Installation#

itsh5py is available on PyPI and can be readily installed via

pip install itsh5py

Run pip uninstall itsh5py in order to remove the package from your system.

To work, this requires some additional packages. Obviously, h5py is used for data storage. numpy is used for array handling. DataFrames are also supported using pandas. Finally, for serialization of difficult data types, yaml is used via pyyaml.

All the source packages above are available on PyPI for all common OS.

Limitations and warning#

Some limitation still exist:

  • While most of the core data types should be implemented, there is arbitrary complexity especially with nested iterables.

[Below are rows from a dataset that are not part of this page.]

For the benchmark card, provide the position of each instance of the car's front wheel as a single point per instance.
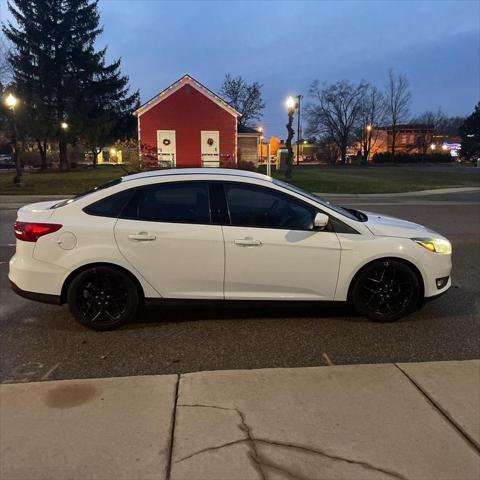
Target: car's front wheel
(102, 298)
(386, 290)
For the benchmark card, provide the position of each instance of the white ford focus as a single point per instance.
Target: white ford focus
(220, 235)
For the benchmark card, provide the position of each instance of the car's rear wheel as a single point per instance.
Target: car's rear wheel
(386, 290)
(102, 298)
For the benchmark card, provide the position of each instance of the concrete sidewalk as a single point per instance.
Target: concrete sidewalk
(404, 421)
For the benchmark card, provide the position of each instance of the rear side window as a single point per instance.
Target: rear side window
(110, 206)
(176, 202)
(252, 206)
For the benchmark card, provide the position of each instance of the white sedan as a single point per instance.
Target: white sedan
(216, 234)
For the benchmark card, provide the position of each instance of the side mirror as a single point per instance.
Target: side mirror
(320, 221)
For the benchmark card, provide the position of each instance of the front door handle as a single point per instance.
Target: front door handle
(247, 242)
(142, 237)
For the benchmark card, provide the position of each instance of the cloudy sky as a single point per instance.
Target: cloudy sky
(285, 45)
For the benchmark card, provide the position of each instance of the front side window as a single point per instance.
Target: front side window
(266, 208)
(176, 202)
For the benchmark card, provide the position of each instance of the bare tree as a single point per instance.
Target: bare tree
(335, 112)
(243, 97)
(372, 115)
(398, 97)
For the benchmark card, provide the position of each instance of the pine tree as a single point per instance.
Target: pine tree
(470, 131)
(60, 75)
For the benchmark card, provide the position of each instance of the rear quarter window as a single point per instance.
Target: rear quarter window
(110, 206)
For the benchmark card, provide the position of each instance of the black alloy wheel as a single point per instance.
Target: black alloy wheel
(102, 298)
(386, 290)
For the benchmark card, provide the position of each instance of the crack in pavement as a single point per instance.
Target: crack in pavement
(259, 460)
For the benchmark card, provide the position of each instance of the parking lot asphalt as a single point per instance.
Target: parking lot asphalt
(42, 342)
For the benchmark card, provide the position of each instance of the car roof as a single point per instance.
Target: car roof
(196, 171)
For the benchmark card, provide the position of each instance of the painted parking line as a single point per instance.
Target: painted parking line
(327, 359)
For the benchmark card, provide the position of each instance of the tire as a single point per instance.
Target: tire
(386, 290)
(102, 298)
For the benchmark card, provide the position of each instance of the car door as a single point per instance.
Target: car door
(166, 234)
(272, 250)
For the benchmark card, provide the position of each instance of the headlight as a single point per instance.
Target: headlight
(436, 245)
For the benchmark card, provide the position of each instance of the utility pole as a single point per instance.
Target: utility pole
(298, 129)
(290, 104)
(11, 101)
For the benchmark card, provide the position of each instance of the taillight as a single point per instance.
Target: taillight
(31, 232)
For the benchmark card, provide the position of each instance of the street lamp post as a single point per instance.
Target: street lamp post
(11, 102)
(290, 104)
(260, 140)
(299, 97)
(368, 142)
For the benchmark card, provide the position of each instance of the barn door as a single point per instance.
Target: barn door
(166, 148)
(210, 148)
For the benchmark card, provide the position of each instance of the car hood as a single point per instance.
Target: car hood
(384, 225)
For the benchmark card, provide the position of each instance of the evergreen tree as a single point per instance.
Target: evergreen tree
(470, 131)
(61, 76)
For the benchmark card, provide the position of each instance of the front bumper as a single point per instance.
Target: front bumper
(435, 266)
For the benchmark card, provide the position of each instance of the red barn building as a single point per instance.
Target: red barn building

Most likely there are still some cases and types which are not supported and may fail with different levels of grace. Since this package will most likely be used for data storage please always consider checking if your type is saved and loaded correctly. If in doubt, always open the file with h5py.File() and check. Feel free to report missing or buggy data types and they will be implemented if possible.

  • numpy object arrays are not supported.

  • Keys of the dictionary which will be saved should only be strings to avoid any ambiguity. Any other types are not tested and most likely will fail.

  • Lazy slicing of arrays is not supported (yet).

  • Long tuples and mixed type lists will be saved element-wise and thus be slow. This is recognizable starting at approx. 100 elements.

  • Path object are supported as single datasets or as list or tuple iterables - however only non nested type.

  • Closing a LazyHdfDict will close the file reference - even if another LazyHdfDict accesses the same file (which should not happen too often).